/Brain-Tumor-Detection-

Implemented Artificial Bee Colony Algorithm coupled with fuzzy C means Algorithm using OpenCV and Python. • Combined watershed algorithm for post processing. Extracted tumor from MRI images achieving 80% accuracy

Primary LanguagePython

Project Title : Brain Tumor Detection Using Honey Bee
Submitted by: DEEPTA B S 1PI12IS031
			  HARSHITHA SHREEKA 1PI12IS033
              HARSHITHA S S 1PI12IS034
Folders :
Complete executable code of the project.
Project report document
Final project presentation PPT

Source code execution:

Ui has a button on click of which an image can be uploaded, here the user uploads an image, which is either in jpg, bmp, png or tiff.
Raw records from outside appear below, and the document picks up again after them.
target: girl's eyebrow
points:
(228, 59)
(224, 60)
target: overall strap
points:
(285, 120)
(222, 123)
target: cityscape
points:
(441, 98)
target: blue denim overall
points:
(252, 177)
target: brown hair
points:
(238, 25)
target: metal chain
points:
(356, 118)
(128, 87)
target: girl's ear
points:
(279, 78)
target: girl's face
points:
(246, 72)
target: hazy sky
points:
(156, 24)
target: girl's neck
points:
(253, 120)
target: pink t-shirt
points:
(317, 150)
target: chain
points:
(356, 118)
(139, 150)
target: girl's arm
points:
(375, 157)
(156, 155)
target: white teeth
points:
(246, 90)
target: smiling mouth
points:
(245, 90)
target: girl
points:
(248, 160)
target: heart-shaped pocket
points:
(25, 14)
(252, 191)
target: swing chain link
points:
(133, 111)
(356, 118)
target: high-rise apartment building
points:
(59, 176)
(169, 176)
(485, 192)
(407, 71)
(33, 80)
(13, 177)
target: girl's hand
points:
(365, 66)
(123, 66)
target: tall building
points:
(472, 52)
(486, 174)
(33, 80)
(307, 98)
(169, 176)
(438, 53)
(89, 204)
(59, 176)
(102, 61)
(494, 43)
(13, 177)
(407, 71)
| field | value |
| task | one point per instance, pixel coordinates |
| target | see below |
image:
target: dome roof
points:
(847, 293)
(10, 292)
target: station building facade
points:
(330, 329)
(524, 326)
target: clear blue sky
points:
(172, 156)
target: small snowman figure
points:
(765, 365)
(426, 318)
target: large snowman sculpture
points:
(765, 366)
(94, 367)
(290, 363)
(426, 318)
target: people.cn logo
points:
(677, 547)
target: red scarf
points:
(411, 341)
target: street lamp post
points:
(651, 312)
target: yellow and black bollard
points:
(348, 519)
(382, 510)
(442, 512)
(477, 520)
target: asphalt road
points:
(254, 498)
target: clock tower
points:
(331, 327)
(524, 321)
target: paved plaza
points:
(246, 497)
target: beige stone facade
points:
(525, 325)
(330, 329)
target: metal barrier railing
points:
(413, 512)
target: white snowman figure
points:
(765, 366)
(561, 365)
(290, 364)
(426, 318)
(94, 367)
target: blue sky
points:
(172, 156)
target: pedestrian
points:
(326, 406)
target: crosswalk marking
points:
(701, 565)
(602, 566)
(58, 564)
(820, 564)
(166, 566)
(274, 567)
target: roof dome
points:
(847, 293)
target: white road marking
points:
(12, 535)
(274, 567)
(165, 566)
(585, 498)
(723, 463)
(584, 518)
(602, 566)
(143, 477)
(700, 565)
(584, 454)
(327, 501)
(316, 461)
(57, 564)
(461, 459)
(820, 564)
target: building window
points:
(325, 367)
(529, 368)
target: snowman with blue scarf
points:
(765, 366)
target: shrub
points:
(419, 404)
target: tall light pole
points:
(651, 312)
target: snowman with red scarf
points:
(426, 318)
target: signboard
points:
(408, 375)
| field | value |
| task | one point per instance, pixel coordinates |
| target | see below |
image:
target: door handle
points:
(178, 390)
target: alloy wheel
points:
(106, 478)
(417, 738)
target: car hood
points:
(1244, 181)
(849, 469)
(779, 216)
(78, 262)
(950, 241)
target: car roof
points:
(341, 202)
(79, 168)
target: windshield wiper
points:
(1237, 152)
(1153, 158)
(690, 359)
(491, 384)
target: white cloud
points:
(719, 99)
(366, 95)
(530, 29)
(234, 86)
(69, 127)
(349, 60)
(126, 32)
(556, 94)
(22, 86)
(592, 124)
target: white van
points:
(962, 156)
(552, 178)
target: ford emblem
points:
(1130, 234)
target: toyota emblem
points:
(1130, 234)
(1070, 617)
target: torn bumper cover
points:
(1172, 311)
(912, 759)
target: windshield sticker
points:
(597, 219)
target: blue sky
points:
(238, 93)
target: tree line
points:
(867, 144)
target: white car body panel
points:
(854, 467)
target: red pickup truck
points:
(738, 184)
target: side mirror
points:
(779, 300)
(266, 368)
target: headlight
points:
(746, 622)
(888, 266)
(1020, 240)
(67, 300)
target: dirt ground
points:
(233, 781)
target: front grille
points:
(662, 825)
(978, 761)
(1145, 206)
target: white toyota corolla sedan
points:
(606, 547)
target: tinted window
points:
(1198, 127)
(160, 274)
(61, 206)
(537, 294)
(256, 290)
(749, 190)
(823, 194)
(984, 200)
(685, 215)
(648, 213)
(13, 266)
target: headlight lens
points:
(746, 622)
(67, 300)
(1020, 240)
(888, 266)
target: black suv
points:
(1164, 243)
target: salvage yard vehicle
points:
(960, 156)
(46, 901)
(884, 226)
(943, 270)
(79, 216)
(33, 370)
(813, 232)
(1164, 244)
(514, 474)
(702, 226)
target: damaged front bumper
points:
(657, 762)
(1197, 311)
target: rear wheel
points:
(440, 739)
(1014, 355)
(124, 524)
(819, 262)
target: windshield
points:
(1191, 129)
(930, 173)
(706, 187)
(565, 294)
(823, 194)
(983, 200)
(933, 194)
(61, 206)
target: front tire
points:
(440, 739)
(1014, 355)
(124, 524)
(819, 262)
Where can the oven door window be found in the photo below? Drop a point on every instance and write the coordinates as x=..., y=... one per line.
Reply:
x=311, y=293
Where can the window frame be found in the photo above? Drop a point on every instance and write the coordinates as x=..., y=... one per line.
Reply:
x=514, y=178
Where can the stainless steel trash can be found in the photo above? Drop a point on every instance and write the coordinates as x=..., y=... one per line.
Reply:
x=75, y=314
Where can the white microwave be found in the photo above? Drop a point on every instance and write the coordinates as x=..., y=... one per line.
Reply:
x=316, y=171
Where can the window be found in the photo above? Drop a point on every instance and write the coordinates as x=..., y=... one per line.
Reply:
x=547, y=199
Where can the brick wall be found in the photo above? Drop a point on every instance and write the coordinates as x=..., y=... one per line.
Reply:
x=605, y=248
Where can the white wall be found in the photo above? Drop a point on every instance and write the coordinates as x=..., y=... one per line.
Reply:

Python library is used to convert image to 2 dimensional matrix which can be fed to our algorithms.

Preprocessing Button

The image may have noise, disturbances. Therefore we preprocess the image by
removing noise, converting it to grayscale, smoothing the image. We do this using Bilateral filter.
Output: Enhanced image

Processing Button

FCM : Here the enhanced image which has been Pre-processed, is fed into Fuzzy C means algorithm first.
ABC:  Then the optimisation technique of Artificial Bee algorithm is applied to the output of FCM.
Output: Image with detection of high density clusters, predicting them to be tumor.

Post-Processing Button

The image after undergoing processing, is fed to feature extraction algorithm. Hence,
here Watershed algorithm is applied, which colours the image with different colour in different density, thus providing the possible location of brain tumor.
Output: Image with Brain tumor detected.